本项目旨在传统电渣重熔理论和技术基础上，探索电渣重熔制备大型镍基合金锭的新方法，采用单电源双回路导电结晶器的方式重熔，以改善大型镍基合金锭的凝固条件、解决铸锭凝固质量和表面质量之间相互矛盾的可行性，揭示其工艺参数对铸锭内部凝固质量和表面质量的影响机制。建立基于导电结晶器条件下电渣重熔大型镍基合金锭的凝固数学模型，通过电磁场、流场、温度场的模拟分析，弄清镍基合金锭中易偏析元素的扩散、迁移行为规律及其控制机理。开展对电渣重熔镍基合金用渣系物理化学性质的研究，解决镍基合金电渣重熔过程中元素烧损，铸锭头尾成分不均的问题，且该渣系适合于抽锭电渣重熔工艺。建立电渣重熔镍基合金过程渣系及合金成分关系的动力学模型，为制备高均匀度的镍基合金铸锭提供理论基础。通过上述研究，建立大型镍基合金铸锭制备新方法，为生产满足国家重大工程和重大装备所需的大型和超大型镍基合金材料奠定理论基础。

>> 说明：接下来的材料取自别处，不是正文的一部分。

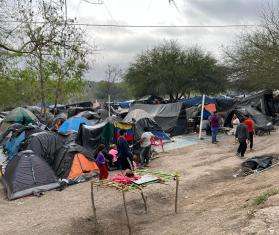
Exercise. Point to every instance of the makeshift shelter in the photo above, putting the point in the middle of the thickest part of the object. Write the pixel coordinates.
(72, 161)
(20, 115)
(28, 174)
(143, 120)
(260, 119)
(197, 100)
(170, 117)
(46, 145)
(91, 136)
(72, 125)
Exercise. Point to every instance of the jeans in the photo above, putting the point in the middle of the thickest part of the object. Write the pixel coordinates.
(214, 132)
(251, 139)
(145, 155)
(242, 147)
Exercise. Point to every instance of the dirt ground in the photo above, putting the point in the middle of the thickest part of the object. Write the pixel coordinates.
(211, 200)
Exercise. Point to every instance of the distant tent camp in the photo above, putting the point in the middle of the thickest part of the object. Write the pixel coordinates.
(91, 136)
(46, 145)
(260, 119)
(28, 174)
(72, 125)
(170, 117)
(143, 120)
(20, 115)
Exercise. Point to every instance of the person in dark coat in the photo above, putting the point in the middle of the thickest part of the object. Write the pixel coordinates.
(242, 135)
(124, 152)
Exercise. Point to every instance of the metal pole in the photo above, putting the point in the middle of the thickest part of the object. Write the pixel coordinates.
(109, 104)
(203, 99)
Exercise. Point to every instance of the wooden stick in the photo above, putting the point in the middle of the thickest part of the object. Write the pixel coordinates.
(126, 212)
(93, 205)
(176, 192)
(144, 200)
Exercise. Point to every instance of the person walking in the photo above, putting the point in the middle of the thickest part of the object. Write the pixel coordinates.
(242, 135)
(214, 123)
(124, 153)
(101, 162)
(250, 127)
(145, 143)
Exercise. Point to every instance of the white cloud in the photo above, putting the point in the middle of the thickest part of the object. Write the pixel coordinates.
(120, 46)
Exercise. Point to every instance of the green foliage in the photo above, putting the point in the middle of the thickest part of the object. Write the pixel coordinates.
(264, 196)
(254, 57)
(171, 70)
(118, 91)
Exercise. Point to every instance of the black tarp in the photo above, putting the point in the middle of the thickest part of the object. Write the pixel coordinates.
(46, 145)
(64, 158)
(91, 137)
(170, 117)
(142, 120)
(27, 174)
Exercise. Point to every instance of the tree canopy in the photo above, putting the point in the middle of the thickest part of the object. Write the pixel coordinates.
(254, 57)
(168, 69)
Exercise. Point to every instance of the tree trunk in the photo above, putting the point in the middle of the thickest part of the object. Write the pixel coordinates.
(42, 84)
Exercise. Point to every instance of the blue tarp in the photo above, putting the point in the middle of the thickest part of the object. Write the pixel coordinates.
(13, 145)
(162, 135)
(197, 101)
(72, 125)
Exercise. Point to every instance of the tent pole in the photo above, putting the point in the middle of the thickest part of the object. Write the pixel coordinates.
(109, 104)
(203, 98)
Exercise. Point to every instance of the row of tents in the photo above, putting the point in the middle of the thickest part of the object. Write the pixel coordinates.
(44, 150)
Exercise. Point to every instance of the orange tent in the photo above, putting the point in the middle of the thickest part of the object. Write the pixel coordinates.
(81, 165)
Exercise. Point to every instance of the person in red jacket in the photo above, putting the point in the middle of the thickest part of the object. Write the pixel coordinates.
(250, 128)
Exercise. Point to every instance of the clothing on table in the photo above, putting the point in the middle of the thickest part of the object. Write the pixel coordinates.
(101, 163)
(242, 147)
(124, 154)
(145, 155)
(113, 153)
(100, 159)
(146, 139)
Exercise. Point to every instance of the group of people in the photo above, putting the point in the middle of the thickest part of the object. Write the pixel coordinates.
(243, 131)
(121, 156)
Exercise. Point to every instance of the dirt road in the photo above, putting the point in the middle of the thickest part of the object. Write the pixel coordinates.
(211, 201)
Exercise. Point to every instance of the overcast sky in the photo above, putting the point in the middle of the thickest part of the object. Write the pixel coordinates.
(120, 46)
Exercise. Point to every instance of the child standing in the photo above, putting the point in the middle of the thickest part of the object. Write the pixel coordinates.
(101, 162)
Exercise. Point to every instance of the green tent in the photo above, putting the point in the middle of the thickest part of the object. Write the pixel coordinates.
(20, 115)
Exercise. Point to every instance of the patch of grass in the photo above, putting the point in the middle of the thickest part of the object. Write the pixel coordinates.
(264, 196)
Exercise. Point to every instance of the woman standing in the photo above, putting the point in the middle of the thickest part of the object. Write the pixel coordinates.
(124, 153)
(101, 162)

The purpose of this project is to explore a new electroslag remelting withdrawing(ESRW) method for production of large nickel base alloy ingots by means of double circuit of current supply and current conductive mold with a single power supply in order to improve the solidification condition, solve the contradictory relation between solidification quality and surface quality of the large nickel base alloy ingot, and reveal the mechanism on the effect of process parameters on surface quality and internal solidification quality of the ingot, on the basis of traditional ESR theory and technology. The rules of diffusion and movement of easily segregated elements, and the control mechanism will be found, through the simulation analysis of the electromagnetic field, flow field and temperature field based on the solidification mathematical model during the ESR process of large nickel base alloy ingot with the usage of current conductive mold. The physical chemistry of ESR slags which will be used in withdrawing ESR of nickel base alloys, in order to solve the problem of easily oxidized elements losses and nonuniform composition from top to bottom during the ESR　process of nickel base alloy. In addition, ａdynamic mathematical model for prediction of relationship between slag and alloy composition in the ESR process of nickel base alloy, in order to provide the theoretical basis for the production of high-level uniform composition nickel base alloy ingot. Finally, a new method for munafactureing large nickel base alloy ingot will be established to provide the theoretical basis for the production of large and super large nickel base alloy materials which meet the requirements of national major engineering projects and major equipment.